If anything, their inclusion on these two flights would seem to have been a disadvantage, as it introduced an additional potentially-lethal failure mode (what if a retrorocket blew up instead of firing?). Although Wikipedia claims that
[...] At the top of the curve, the spacecraft's retrorockets were fired for testing purposes; they were not necessary for reentry because orbital speed had not been attained. [...]
I can’t imagine that the retrorockets were included merely to test them for service on the manned Mercury-Atlas flights, since they could easily have been tested on the earlier, unmanned Mercury-Redstone flights (and, for that matter, the early unmanned Mercury-Atlas flights) without potentially endangering a human crewmember.

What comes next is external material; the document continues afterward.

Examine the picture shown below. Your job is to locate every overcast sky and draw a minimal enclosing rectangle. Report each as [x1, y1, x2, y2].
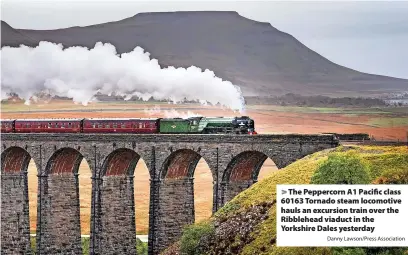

The only possibility that makes any sense to me would be if, after MR-2, with Ham on board, flew a much higher and steeper trajectory than intended (due to a booster malfunction that triggered the rocket's abort sequence at the end of the Redstone's burn),2 resulting in the capsule (and its Pan troglodytes occupant) experiencing G-loads much higher than intended (although still completely survivable, albeit quite uncomfortable), the retrorockets were added to the manned Mercury-Redstone missions in order to limit the height and steepness of the capsules’ trajectories (and, thus, the Gs felt during their reentries) should a similar malfunction occur during a manned flight.
Can someone help clear this up for me?
2: Other malfunctions to occur on that flight included an unplanned rapid decompression (Ham, wearing a spacesuit, was unaffected).